"My mother has a name for the elaborate, wrongheaded tales we tell ourselves.
She calls them Jack Stories.
"Here's the original: One day, Jack had a flat tire on the side of the road.
(This was before spare tires, cell phones, navigation systems, and AAA.) Jack
saw a farmhouse in the distance and started walking toward it to ask if he could
use the phone to call his son for help. As he got closer to the place, he
started telling himself this story: There will be a man home, and he will be
mean and nasty and maybe even violent. He will answer the door and ask me what
the hell I think I am doing, out in the middle of nowhere, knocking on a
stranger's door.

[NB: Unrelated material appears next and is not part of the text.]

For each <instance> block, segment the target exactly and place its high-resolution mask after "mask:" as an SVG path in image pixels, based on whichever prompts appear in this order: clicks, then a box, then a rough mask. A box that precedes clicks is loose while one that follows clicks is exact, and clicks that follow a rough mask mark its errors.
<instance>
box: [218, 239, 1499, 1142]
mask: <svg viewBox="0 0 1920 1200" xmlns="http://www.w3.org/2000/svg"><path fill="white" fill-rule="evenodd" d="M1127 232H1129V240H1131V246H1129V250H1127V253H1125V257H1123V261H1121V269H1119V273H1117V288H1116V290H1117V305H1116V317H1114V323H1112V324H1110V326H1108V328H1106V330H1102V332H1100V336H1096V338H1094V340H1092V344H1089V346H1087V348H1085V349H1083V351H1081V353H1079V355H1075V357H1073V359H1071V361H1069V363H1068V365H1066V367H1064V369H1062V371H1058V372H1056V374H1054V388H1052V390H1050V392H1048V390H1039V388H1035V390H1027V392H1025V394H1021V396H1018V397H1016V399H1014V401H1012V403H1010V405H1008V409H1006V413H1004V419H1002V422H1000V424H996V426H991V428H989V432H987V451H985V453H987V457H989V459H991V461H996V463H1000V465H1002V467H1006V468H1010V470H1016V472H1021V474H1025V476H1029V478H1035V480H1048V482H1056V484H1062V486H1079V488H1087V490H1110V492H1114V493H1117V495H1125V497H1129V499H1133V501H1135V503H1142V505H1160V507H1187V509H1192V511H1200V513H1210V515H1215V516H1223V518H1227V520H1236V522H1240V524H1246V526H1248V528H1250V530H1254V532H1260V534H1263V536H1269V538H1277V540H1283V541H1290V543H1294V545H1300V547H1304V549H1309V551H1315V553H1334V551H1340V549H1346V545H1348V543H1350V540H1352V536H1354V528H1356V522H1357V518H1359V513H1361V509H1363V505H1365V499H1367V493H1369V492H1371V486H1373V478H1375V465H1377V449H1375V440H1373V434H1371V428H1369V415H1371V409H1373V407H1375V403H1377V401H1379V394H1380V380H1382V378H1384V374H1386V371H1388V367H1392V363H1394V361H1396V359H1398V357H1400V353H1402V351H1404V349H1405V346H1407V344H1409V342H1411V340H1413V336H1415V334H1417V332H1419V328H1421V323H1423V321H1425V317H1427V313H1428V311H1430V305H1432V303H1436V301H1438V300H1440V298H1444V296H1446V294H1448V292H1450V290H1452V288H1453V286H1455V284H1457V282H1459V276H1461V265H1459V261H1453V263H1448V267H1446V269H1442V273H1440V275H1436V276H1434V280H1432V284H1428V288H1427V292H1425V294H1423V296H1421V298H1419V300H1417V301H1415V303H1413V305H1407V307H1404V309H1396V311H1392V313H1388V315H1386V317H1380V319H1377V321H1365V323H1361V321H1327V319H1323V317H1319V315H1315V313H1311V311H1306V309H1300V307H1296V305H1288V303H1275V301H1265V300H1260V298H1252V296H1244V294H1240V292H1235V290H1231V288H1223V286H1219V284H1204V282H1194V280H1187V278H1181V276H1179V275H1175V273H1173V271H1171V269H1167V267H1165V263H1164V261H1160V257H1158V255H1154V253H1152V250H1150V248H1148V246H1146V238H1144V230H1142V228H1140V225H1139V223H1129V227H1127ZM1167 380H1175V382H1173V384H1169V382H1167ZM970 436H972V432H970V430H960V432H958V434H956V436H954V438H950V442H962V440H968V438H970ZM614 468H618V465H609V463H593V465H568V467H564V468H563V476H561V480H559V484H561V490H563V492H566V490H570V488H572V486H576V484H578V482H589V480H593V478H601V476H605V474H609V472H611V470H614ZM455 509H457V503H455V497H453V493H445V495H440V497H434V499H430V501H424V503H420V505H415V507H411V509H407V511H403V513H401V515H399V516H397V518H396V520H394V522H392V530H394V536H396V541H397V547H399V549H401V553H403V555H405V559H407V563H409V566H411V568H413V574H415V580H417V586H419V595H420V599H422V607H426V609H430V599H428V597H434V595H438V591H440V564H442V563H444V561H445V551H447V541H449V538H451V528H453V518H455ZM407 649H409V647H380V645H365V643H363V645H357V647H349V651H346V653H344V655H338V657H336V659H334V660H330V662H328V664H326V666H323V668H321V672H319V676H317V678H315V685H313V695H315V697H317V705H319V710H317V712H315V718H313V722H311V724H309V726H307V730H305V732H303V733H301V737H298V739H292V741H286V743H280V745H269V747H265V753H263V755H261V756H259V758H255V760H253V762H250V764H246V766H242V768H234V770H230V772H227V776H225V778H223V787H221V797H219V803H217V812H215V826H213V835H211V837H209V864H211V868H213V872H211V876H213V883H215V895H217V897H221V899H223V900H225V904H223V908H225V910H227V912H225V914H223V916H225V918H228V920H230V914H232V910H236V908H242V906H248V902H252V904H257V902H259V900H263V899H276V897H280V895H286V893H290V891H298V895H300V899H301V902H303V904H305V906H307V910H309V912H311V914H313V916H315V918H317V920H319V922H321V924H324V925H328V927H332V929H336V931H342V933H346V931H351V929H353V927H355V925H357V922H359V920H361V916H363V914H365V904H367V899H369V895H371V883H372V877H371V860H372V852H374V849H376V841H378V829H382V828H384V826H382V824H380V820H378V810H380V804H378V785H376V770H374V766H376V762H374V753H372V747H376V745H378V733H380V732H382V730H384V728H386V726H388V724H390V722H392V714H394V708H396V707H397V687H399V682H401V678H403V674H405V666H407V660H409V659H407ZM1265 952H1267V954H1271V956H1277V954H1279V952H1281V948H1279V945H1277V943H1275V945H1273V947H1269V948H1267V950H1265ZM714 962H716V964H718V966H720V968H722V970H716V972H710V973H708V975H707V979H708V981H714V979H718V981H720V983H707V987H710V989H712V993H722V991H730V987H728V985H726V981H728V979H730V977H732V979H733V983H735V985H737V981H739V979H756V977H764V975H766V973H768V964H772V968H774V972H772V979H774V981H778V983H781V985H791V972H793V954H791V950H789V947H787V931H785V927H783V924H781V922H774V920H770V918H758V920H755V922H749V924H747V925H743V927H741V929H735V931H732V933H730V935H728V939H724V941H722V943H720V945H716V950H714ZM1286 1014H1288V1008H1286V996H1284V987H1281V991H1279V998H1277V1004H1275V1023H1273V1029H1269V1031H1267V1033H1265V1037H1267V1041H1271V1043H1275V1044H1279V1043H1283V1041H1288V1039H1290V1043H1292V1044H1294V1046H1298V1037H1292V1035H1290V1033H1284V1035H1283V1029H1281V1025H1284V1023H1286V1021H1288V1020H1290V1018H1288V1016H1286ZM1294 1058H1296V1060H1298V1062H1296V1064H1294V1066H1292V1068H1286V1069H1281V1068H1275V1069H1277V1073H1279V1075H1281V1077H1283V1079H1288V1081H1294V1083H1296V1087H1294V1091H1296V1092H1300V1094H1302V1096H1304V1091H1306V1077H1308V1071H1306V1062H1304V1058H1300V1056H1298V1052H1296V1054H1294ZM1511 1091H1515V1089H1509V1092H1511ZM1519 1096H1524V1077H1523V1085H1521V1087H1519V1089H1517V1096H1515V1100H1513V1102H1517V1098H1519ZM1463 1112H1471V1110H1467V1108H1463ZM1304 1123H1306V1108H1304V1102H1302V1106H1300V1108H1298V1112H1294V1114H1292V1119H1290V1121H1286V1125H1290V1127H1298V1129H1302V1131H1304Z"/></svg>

He will assume I am a thief or a louse. He probably won't care
that I have a flat tire. He won't care about his fellow man. He is probably the
kind of guy who kills small animals just for fun. He might even try to beat me
up.
"Just as he is approaching the front door, Jack thinks: This guy is an absolute
menace to society. I would be doing everyone a favor to take him out. Jack raps
his knuckles on the door. Hard. Loudly. A man answers. Jack says, "So! There you
are! You swine, you pig! Well, take this-!" And Jack punches him in the nose.
"Although we usually fall short of punching people, we tell ourselves Jack
Stories all day long without realizing it..."
~ Geneen Roth, excerpted from "News from Geneen," Vol. 2, Issue 6 September 1,
2009.
Geneen Roth is a long-standing mindfulness student who uses mindfulness to
address issues of compulsive eating.